To achieve this, we should move in the reverse dependency order. First, let’s define the straight forward target of header_generator. This target does not have any dependency and can build standalonea as well.

cc_binary(
  name = "header_generator",
  srcs = ["header_generator.cc"],
)

Next, we define a target that will generate our library that builds header.h. If this was a hand-written or pre-generated file, the target would’ve been simply:

cc_library(
  name = "header",
  hdrs = ["header.h"],
)

But this file does not exist in our tree and so bazel wouldn’t know how to make sense of it. So, we replace the hdrs field of the library with another target (genrule) instead, which generates a rule on the fly.

Bazel documentation: A genrule generates one or more files using a user-defined Bash command. Genrules are generic build rules that you can use if there’s no specific rule for the task.

genrule(
  name = "generate_header",
  outs = ["header.h"],
  cmd = "./$(location :header_generator) > $@",
  tools = [":header_generator"],
)

cc_library(
  name = "header",
  hdrs = [":generate_header"],
)

This target runs the command specified in the cmd property as a bash command. The command uses the tool label mentioned in the tools property to figure out any tools’ targets that need to be built before running this. location attribute is used to refer to the final compiled binary of the associated tool and then it redirects the output to the filename mentioned in outs property.

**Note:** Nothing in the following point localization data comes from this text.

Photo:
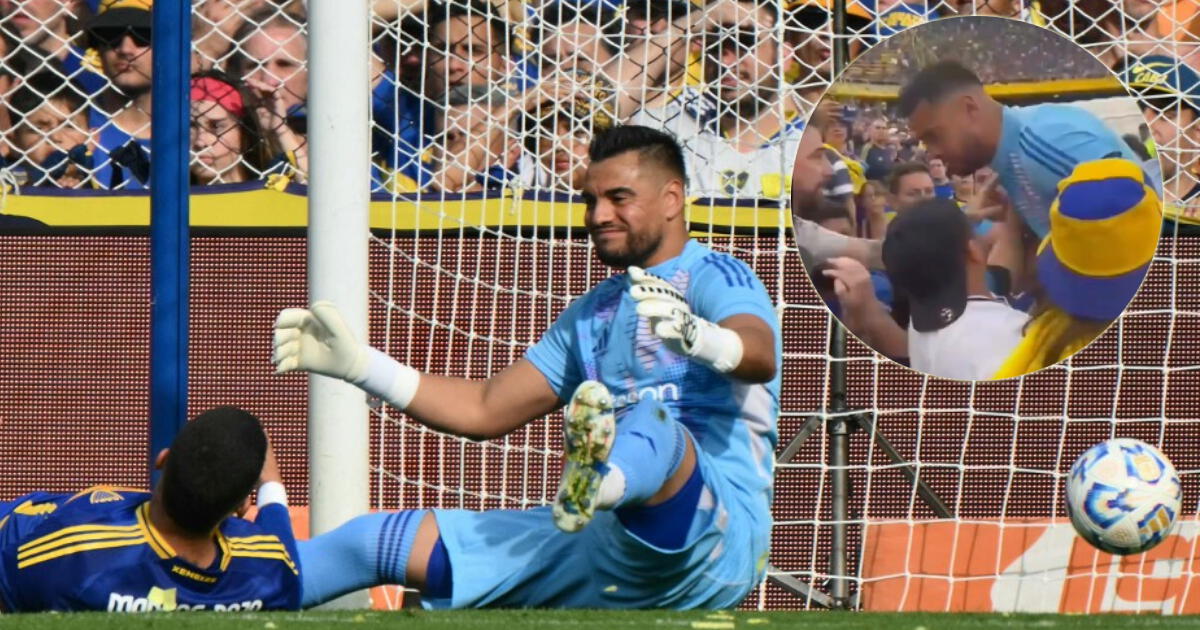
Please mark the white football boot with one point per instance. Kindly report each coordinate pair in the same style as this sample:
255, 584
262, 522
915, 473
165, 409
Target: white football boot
588, 435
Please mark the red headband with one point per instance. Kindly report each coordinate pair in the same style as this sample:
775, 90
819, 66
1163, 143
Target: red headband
219, 91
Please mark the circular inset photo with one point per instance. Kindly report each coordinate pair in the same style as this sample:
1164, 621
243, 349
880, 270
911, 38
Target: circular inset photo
976, 198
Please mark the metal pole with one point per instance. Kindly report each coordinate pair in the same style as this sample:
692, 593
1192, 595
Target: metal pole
839, 426
171, 113
340, 179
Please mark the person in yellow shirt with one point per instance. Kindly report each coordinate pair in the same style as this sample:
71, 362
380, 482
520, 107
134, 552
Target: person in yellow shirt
1104, 228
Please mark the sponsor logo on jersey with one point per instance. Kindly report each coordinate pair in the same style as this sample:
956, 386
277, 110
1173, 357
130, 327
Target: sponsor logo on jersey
160, 599
192, 575
103, 496
35, 509
666, 391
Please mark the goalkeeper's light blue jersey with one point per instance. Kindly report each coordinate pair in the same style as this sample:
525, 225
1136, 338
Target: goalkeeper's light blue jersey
601, 337
1041, 145
97, 550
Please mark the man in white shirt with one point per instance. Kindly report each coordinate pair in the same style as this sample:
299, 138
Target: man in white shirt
753, 145
958, 329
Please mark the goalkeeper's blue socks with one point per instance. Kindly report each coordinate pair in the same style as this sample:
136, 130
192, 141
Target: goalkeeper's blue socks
366, 551
648, 449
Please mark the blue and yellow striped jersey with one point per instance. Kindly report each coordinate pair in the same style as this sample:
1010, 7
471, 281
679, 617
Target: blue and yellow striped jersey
1041, 145
97, 550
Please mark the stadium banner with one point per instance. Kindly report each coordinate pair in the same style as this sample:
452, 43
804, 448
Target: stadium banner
1023, 565
283, 205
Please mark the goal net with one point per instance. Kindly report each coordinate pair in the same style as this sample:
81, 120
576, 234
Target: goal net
480, 118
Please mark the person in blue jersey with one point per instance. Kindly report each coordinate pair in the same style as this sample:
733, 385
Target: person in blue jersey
670, 373
942, 185
1031, 149
47, 31
175, 549
120, 123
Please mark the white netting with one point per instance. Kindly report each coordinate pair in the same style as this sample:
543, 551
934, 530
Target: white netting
469, 298
491, 108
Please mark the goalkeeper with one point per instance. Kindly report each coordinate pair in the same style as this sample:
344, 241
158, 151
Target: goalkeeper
671, 378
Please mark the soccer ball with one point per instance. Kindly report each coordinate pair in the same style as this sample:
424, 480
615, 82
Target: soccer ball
1123, 496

Finally, we just plumb this with our primary target normally, making it dependent on the target that contains the generated header file.

cc_binary(
  name = "main",
  srcs = ["main.cc"],
  deps = [":header"],
)

With these set of rules, whenever I run bazel run //src:main, bazel will first compile the header_generator binary, then run this binary to generate header.h file and finally compile main.cc along with these depdenencies and then run the final binary.